CORS
CORS (Cross-Origin Resource Sharing) is a browser security mechanism that controls which origins (domain+protocol+port) can make HTTP requests to your server, preventing malicious websites from making authenticated requests on behalf of users.
Explanation
The Same-Origin Policy is a foundational browser security rule: JavaScript on page-a.com cannot make requests to api-b.com. This prevents malicious sites from using the victim's logged-in session to make authenticated API calls (CSRF). CORS is the controlled way to relax this restriction: the server explicitly whitelists which origins are allowed. When a browser makes a cross-origin request, it attaches an Origin header. If the server's response includes Access-Control-Allow-Origin: * (or the specific origin), the browser allows the response. If the header is missing or the origin isn't allowed, the browser blocks the response — the request was sent and processed by the server, but the browser prevents your JavaScript from reading the response. Preflight requests happen for "non-simple" requests (non-GET/POST, custom headers, JSON Content-Type): the browser first sends an OPTIONS request to check if the actual request is allowed.
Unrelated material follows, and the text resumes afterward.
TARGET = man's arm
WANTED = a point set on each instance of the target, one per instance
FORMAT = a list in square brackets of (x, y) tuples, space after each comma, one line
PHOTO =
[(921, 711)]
Only if the server responds with appropriate CORS headers does the browser send the actual request. This is why you see mysterious OPTIONS requests in your network tab. CORS is enforced by browsers, not servers. Server-to-server requests have no CORS restrictions. cURL and Postman have no CORS restrictions. Only browser JavaScript is subject to CORS — which is why your API works fine in testing but breaks in the browser. The fix is always on the server: configure CORS headers correctly for your allowed origins.
Code Example
javascript// Express.js CORS configuration (correct vs naive)
const cors = require('cors');
// BAD: allows all origins — fine for public APIs, wrong for authenticated APIs
app.use(cors());
// GOOD: explicitly whitelist allowed origins
const allowedOrigins = [
'https://yourapp.com',
'https://staging.yourapp.com',
process.env.NODE_ENV === 'development' ? 'http://localhost:3000' : null,
].filter(Boolean);
app.use(cors({
origin: (origin, callback) => {
// Allow requests with no origin (mobile apps, curl, Postman)
if (!origin || allowedOrigins.includes(origin)) {
callback(null, true);
} else {
callback(new Error(`Origin ${origin} not allowed by CORS`));
}
},
credentials: true, // required if sending cookies/auth headers
methods: ['GET','POST','PUT','PATCH','DELETE','OPTIONS'],
allowedHeaders: ['Content-Type','Authorization'],
}));
// Must respond to OPTIONS preflight
app.options('*', cors());
Why It Matters for Engineers
CORS errors are one of the most common and most confusing errors developers encounter. "No 'Access-Control-Allow-Origin' header is present" stops development cold. Understanding what CORS is, why it exists, and how to configure it correctly prevents hours of debugging incorrect "fixes" (like disabling CORS entirely, or using a proxy in development without understanding the production implications). CORS also matters for security: incorrectly setting Access-Control-Allow-Origin: * on an API that uses cookie-based authentication is a security vulnerability. The allow-all origin policy with credentials:true is the worst combination — browsers actually block this combination, but understanding why requires knowing what CORS protects against.